Gaydamak takes 'business trip' after paying $2.5-m bond

Police confirm ban preventing Russian born billionaire, accused of money laundering, from leaving country was lifted.

gaydamak aj 224.88 (photo credit: Ariel Jerozolimski)
gaydamak aj 224.88
(photo credit: Ariel Jerozolimski)
Billionaire businessman Arkadi Gaydamak left Israel for a 10-day business trip to Russia, he said Friday. Police confirmed that having deposited the 2.5-million dollar bond ordered by the Petah Tikva Magistrate's Court, the ban preventing him from leaving the country had been removed. The police added that they were aware in advance of his approaching departure.

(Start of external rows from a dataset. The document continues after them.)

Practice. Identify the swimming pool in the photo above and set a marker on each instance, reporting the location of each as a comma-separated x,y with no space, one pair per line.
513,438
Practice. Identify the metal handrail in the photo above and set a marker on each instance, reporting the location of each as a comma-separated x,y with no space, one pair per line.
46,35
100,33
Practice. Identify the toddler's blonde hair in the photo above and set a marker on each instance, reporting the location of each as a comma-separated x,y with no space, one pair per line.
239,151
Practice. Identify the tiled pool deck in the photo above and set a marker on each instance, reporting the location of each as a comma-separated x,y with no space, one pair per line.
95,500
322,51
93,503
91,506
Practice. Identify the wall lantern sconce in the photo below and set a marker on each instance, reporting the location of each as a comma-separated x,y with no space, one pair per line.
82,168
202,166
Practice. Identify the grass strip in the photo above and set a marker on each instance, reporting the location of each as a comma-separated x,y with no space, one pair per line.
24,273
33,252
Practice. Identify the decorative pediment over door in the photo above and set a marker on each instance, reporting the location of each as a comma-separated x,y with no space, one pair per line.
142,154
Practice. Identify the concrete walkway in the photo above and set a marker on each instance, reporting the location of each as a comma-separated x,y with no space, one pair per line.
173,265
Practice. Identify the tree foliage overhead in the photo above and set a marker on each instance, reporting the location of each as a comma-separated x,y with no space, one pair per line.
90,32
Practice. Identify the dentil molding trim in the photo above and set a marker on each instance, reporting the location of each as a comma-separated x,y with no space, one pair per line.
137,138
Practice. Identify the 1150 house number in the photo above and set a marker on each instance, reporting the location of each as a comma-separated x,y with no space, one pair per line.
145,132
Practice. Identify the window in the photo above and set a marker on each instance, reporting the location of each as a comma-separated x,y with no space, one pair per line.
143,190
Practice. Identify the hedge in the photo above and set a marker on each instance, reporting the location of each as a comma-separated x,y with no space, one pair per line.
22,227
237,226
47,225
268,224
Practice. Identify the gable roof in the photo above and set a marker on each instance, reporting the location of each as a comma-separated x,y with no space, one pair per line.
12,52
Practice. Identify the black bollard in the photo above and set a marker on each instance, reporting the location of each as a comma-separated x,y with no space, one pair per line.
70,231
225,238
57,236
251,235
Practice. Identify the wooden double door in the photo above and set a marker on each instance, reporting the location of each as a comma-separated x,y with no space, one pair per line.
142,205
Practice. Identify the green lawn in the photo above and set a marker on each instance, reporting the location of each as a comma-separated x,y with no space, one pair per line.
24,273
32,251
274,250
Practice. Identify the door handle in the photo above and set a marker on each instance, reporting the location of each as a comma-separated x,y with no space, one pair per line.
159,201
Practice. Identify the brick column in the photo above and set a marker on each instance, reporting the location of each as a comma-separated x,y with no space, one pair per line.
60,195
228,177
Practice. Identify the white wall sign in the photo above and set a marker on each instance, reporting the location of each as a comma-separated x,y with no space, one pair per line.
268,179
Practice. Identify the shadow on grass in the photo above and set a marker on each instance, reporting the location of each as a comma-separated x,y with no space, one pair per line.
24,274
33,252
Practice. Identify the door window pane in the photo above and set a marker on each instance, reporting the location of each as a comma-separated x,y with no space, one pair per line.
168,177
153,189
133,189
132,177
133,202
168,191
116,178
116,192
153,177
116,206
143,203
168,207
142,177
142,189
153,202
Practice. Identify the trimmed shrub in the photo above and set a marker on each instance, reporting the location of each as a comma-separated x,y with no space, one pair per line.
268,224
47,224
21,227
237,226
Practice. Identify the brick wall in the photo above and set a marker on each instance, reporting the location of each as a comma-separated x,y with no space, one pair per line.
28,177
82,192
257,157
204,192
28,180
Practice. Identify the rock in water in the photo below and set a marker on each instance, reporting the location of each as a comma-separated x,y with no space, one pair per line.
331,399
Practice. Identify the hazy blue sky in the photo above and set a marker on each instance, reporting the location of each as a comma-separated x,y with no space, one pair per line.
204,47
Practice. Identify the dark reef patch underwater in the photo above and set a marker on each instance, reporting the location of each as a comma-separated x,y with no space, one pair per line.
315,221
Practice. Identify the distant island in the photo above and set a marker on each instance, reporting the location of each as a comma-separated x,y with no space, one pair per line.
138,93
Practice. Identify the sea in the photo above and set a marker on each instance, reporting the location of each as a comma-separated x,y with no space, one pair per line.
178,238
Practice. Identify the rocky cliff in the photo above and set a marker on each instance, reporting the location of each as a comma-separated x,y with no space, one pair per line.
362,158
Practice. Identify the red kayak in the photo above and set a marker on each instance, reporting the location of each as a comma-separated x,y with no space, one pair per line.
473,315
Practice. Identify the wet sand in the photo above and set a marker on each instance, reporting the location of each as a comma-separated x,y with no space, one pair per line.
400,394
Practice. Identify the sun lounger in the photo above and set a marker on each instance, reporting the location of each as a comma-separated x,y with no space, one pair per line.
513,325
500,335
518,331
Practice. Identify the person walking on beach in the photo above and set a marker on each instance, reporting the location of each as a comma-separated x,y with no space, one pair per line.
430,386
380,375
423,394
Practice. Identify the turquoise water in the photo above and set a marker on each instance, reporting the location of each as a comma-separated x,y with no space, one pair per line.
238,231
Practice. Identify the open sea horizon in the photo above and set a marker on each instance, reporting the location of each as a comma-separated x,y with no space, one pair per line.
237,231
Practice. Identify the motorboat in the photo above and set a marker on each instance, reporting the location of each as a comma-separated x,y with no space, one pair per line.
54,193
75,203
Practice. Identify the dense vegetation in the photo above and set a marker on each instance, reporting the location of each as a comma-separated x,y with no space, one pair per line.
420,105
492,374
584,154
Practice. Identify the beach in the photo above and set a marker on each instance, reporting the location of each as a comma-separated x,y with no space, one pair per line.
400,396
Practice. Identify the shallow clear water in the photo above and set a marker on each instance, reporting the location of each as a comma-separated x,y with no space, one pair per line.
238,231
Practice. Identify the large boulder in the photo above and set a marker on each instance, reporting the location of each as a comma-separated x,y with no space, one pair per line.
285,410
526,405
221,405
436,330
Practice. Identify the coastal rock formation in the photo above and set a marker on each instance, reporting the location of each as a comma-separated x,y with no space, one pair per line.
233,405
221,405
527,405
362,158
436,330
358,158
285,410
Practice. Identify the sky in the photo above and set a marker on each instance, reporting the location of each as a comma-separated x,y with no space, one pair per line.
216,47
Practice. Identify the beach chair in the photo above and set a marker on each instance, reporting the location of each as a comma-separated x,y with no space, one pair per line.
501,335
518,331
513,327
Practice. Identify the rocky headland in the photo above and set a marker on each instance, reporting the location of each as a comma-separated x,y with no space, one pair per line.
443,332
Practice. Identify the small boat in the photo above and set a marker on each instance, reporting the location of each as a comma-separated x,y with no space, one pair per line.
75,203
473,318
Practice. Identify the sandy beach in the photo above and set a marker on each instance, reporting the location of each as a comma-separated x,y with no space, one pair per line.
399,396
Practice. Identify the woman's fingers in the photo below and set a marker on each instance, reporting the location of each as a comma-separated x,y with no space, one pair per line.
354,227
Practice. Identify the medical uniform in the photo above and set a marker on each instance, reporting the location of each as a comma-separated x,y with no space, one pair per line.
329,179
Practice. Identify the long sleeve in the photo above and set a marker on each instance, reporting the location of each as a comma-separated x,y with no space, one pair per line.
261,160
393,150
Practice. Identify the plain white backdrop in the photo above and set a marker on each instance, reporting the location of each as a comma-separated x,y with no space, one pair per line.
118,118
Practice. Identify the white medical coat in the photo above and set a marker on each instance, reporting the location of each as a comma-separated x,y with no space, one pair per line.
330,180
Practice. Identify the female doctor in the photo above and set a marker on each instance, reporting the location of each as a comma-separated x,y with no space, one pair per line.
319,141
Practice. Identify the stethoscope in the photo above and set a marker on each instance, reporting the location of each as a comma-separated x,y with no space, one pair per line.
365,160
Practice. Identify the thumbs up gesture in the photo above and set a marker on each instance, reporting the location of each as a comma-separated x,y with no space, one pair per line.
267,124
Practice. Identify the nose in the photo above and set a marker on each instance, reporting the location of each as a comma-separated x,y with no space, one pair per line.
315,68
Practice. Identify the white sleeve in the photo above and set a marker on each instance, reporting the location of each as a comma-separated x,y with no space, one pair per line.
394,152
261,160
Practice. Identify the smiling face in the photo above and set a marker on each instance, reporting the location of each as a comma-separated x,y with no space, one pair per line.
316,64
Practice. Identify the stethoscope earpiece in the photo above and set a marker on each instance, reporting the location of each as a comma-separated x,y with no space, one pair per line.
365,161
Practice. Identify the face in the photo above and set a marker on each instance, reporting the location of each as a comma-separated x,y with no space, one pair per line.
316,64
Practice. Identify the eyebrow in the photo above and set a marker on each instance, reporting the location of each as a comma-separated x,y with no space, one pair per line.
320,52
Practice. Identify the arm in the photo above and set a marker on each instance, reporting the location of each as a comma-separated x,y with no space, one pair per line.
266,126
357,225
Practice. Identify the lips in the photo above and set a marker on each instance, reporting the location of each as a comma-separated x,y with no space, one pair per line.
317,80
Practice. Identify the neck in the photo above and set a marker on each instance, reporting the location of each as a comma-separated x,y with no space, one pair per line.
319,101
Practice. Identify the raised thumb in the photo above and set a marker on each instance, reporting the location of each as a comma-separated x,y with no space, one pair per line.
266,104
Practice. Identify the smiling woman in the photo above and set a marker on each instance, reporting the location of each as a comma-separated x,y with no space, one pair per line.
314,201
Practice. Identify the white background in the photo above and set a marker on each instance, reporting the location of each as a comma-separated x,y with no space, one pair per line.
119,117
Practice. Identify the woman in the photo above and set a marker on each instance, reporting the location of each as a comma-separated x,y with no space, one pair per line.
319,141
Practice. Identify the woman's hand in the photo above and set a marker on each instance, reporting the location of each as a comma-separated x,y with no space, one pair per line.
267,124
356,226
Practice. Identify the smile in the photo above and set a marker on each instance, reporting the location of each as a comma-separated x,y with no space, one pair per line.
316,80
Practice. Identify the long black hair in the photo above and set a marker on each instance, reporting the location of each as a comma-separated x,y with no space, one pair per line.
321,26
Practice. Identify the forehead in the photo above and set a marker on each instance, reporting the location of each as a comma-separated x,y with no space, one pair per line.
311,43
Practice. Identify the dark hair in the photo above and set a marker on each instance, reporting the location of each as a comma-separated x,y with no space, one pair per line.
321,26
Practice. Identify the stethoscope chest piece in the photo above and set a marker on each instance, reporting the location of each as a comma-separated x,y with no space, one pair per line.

Gaydamak has faced a long-standing police investigation into allegations of money laundering, and was last questioned in mid-May at the Serious and International Crime Unit's (SICU) Petah Tikva Headquarters. He vehemently denies reports that in 2000, he transferred nearly half-a-million shekels out of a Bank Hapoalim account as part of a larger money laundering scheme. Gaydamak moved to Israel following a French extradition order for his alleged involvement in the sale of Russian arms to Angola from 1993-2000. His party, Social Justice, recently participated in the local elections, with Gaydamak heading the list in the Jerusalem mayoral race. Gaydamak won only four percent of the vote, following which he declared his involvement in Israeli politics over. He is also well known in the Israeli public for his philanthropic endeavors and ownership of Betar Jerusalem Football Club. The international tycoon has recently admitted to suffering heavy losses in his Israeli businesses, which he eventually terminated. He was also busy fending off various international financial suits. Gaydamak reportedly sold six penthouse apartments in Ramat Gan's Aviv Tower, as well as radio station Radio 99. Social Justice party chairman Ya'akov Nordetsky stressed that in a recent conversation with Gaydamak, he received no indication of the latter's possible intent to leave indefinitely. Betar Jerusalem said that it expected Gaydamak to return to Israel.